Marc Rittberger, of University of Konstanz, Germany, gave a talk entitled "Information Retrieval in a Regional, Distributed Information Area" . The talk described the Electronic Mall Bodensee, which is a set of Web pages describing shopping, tourist attractions and other commercial activities in the Lake Konstanz area of Europe. The Electronic Mall provides searching capabilities, but the organization and display of results is based on an on-the-fly analysis of hypertext links in retrieved pages. The intent is to better orient the user within this electronic shopping space.
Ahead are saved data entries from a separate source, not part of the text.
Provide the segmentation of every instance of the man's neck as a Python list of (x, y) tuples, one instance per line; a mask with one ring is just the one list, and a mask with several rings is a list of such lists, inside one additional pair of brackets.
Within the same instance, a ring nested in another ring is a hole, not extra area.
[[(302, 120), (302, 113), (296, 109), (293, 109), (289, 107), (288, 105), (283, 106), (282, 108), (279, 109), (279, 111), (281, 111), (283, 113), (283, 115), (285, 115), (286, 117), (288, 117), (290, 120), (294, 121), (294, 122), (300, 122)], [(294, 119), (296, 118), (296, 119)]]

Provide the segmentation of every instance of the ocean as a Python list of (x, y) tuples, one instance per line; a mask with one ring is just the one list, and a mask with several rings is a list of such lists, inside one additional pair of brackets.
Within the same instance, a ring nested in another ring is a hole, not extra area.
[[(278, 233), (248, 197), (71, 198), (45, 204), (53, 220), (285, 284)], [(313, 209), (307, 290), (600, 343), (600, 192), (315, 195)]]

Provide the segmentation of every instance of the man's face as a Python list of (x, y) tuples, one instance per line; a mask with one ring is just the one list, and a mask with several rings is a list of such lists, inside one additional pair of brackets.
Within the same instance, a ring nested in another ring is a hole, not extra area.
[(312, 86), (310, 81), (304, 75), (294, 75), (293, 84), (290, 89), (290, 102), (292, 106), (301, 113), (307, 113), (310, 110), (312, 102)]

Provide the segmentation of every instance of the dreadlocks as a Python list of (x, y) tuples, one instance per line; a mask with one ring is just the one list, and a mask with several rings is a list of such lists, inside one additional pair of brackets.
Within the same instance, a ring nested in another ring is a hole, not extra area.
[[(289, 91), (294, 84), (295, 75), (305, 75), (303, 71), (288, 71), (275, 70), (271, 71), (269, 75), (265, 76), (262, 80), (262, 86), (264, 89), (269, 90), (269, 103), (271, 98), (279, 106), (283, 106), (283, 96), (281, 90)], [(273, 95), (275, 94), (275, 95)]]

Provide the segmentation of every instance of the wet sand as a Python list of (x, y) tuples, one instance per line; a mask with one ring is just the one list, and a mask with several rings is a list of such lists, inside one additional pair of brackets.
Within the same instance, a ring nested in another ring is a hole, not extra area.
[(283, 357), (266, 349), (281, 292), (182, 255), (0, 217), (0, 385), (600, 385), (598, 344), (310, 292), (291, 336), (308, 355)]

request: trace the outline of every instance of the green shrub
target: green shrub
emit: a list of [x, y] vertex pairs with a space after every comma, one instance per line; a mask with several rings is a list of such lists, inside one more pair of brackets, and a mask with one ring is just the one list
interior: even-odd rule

Charles Nicolas, of the University of Maryland, USA, gave a talk about "Resource Selection in CAFE: An Architecture for Networked Information Retrieval" . CAFE is a large-scale information retrieval and filtering system, intended to handle more than a terabyte of data per day, in multiple languages. It is based on a set of processes that perform filtering and/or retrieval, and a broker process that directs arriving queries and/or documents to the appropriate agent. The architecture has been demonstrated on a small-scale. It is now being scaled to large volumes of data.

Daan Velthausz, of the Telematics Research Centre, Netherlands, gave a talk on "Multimedia Information Disclosure in a Distributed Environment" . The talk described the ADMIRE project, which is intended to provide resource selection in a multimedia environment. ADMIRE will handle both content-based and attribute-based retrieval. The architecture enables a hierarchical organization of attributes and content, which raises a number of difficult questions about how to combine evidence for retrieval.

Norbert Fuhr, of the University of Dortmund, Germany, gave a talk about "Optimum Database Selection in Networked IR" . The talk described a decision-theoretic model of networked information retrieval that is based on a probabilistic model. The model uses a location broker to direct queries to the appropriate text database and to merge (fuse) the results returned from different databases. It can be shown that the model minimizes search costs. However, the model requires information that is rarely available in practice. The research challenge is to develop an approximation that behaves similarly with less information.

Kai Grossjohann, of the University of Dortmund, Germany, gave a talk entitled "MeDoc Information Broker - Harnessing the Information in Literature and Full Text Databases". The MeDoc Information Broker must identify which text databases to search for a given query, transform and normalize schemata, and merge results returned from each database. The architecture includes multiple layers, for agents, clients, brokers, and providers. A first prototype of the system supporting WAIS and Z39.50 protocols will be available the Fall of 1996.

J. Sairamesh, of ICS-Forth, Greece, gave a galk about "Architectures for QoS Based Retrieval in Digital Libraries". The talk described Samos, a networked European Computer Science technical report library. The project focus is on the architectural, resource allocation, and quality of service requirements in a large, scalable, decentralized Digital Library.

Martin Doerr, of ICS-Forth, Greece, gave a talk entitled "Authority Services in Global Information Spaces - A Requirements Analysis and Feasability Study". This talk argued that as the information available becomes more heterogeneous, there is an increasing need for standard languages and access mechanisms. Thesauri can serve that purpose initially, but the goal is to evolve towards knowledge-bases that provide a relatively controlled, but always growing, vocabulary for indexing and retrieval.

Discussion

The presentations were followed by a general discussion of the major problems concerning networked information retrieval. That discussion is summarized here .

Future Workshops

Finally, the participants were polled on when it would be appropriate to have another workshop on networked information retrieval. There was strong agreement that another workshop should be held in conjunction with SIGIR-97, in Philadelphia, PA, in the USA.